I haven't seen this possibility noted, but perhaps Google has included actual feedback recorded through the use of its toolbar into its search positioning. Both the raw volume of site vistors, hits on that site, keywords used to find the page or site and perhaps duration. These stats might have been recorded over some months and only now used. New sites might artificially (but automatically) get boosted to see what results they get, then either retain their position or sink.
That would most likely result in sites with high traffic being given a boost, thus boosting generic listing sites and bigger sites. In particular we would see this effect if only the domain name rather than the full path was recorded by Google (from the toolbar).
Equally, sites with very high traffic for one or a range of terms would then position well for terms that had little relevance but were actually on the site even if poorly optimised.
The results that I am seeing on my site stats and the position of key words that I have 'tried' to optimise for on different sites seems to indicate the above.

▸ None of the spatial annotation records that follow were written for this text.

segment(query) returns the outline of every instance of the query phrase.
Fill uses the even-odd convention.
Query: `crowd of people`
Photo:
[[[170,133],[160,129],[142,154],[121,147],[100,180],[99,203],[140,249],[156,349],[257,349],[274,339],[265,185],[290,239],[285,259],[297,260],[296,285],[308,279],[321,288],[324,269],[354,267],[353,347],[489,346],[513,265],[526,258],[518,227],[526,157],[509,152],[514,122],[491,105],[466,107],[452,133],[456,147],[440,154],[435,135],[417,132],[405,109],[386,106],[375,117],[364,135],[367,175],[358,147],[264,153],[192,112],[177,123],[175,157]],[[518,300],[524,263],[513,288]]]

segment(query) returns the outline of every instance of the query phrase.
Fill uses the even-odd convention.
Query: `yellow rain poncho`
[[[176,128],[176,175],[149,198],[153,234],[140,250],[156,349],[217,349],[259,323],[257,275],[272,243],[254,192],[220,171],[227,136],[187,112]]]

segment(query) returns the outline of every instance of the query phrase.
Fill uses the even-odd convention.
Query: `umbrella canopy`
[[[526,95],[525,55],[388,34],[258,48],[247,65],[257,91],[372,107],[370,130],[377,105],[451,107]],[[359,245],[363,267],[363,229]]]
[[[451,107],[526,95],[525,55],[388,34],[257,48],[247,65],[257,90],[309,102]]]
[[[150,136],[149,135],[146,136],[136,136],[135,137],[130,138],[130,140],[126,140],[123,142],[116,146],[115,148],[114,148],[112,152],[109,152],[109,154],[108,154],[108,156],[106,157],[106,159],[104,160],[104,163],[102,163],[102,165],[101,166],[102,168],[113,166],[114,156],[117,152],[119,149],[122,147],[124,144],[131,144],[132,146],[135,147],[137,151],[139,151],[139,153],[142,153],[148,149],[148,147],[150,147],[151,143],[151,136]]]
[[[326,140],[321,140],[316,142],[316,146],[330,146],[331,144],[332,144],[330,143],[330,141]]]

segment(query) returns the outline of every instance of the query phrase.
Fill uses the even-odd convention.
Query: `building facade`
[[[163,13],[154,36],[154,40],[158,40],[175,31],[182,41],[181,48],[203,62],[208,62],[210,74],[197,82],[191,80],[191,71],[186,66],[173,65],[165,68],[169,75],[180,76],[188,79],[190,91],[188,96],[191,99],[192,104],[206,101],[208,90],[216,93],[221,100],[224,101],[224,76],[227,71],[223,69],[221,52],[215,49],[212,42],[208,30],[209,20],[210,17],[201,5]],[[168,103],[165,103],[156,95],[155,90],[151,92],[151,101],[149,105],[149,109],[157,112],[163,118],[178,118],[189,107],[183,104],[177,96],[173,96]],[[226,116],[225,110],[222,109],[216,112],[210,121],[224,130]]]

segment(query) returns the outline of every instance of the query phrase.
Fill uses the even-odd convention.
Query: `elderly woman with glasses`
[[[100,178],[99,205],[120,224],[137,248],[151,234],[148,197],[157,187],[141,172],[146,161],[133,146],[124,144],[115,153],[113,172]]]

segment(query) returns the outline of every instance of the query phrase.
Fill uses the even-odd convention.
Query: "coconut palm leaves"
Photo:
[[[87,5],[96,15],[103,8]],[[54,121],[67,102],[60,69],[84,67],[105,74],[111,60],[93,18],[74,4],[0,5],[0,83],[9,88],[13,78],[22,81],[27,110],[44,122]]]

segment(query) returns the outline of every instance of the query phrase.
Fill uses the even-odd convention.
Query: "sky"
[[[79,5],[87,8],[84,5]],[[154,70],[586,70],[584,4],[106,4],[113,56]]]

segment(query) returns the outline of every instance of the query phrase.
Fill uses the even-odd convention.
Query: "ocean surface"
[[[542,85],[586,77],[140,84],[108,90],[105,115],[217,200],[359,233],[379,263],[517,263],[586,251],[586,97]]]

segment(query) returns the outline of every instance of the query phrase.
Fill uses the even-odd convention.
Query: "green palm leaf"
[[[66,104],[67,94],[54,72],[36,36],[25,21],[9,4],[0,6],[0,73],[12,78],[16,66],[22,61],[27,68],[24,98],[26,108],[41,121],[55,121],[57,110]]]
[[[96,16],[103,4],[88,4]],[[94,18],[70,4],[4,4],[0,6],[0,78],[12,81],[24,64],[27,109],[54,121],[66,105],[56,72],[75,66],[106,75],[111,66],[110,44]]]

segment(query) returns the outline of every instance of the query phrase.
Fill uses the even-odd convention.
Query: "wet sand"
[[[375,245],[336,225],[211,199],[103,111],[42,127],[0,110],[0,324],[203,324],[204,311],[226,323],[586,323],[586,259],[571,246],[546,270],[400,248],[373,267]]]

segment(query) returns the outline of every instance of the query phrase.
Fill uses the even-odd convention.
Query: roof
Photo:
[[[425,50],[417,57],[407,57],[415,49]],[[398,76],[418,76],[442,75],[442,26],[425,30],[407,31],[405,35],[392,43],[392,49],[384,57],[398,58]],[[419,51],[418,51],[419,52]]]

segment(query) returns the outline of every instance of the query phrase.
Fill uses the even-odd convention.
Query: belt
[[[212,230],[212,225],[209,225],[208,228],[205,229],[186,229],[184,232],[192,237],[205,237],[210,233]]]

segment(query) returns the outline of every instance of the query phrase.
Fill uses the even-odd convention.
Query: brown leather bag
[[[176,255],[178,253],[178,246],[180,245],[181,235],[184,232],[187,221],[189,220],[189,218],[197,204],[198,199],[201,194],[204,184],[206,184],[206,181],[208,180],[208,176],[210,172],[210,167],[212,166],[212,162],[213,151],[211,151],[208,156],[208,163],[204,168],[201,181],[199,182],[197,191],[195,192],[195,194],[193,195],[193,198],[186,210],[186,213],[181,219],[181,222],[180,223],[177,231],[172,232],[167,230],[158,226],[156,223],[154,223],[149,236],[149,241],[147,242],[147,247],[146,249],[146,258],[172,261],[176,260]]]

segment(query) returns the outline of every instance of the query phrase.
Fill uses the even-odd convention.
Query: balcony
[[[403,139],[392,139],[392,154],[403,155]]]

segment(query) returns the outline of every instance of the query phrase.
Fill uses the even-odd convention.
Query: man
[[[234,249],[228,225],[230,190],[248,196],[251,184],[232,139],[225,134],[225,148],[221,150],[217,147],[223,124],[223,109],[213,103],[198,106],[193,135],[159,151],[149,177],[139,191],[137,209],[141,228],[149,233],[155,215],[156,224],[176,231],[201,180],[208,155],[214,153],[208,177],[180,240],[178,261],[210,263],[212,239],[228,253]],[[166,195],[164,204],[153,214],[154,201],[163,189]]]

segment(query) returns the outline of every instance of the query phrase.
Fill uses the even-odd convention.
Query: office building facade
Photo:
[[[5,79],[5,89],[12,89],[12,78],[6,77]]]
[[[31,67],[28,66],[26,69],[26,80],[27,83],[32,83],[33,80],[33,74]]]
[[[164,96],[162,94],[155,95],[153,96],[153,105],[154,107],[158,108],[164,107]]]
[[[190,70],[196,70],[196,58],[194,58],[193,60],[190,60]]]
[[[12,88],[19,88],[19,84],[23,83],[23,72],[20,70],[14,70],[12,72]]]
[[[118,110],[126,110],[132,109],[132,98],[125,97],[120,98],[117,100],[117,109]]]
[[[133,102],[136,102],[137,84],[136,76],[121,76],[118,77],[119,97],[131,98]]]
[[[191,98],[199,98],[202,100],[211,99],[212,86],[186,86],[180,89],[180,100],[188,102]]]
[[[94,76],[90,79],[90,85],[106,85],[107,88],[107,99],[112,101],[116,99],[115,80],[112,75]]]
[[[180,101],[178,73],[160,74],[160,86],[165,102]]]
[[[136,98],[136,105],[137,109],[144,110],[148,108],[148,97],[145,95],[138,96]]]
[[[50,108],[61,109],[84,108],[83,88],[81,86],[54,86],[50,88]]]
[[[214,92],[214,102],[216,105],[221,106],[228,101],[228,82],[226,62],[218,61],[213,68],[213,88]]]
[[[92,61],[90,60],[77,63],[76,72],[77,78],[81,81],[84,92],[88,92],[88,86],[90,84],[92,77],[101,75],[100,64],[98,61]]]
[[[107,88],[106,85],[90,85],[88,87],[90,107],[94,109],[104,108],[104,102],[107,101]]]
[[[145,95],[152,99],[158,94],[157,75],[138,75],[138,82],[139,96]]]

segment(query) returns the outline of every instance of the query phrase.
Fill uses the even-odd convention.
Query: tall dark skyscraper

This being the case, I expect that the churn on the google results will be high over the next few weeks and months, the implied feedback with users not accessing high listed portal sites but looking at pages 2 and 3 or more of the google search listing then working against the portal sites with the result that they fall off the listings for those terms?
The long term impact? If the above is so and Google's algorithm that includes this information works, then I believe we might be on the verge of an even better Google with position based not just on
SEO but also site quality - people stay on the site longer and that fact is recorded. There will still be work for us, but we will have to ensure that our customer - the person who asks and pays for the site to be created - provides high quality and useful content along with an agreement to buy in to ongoing development.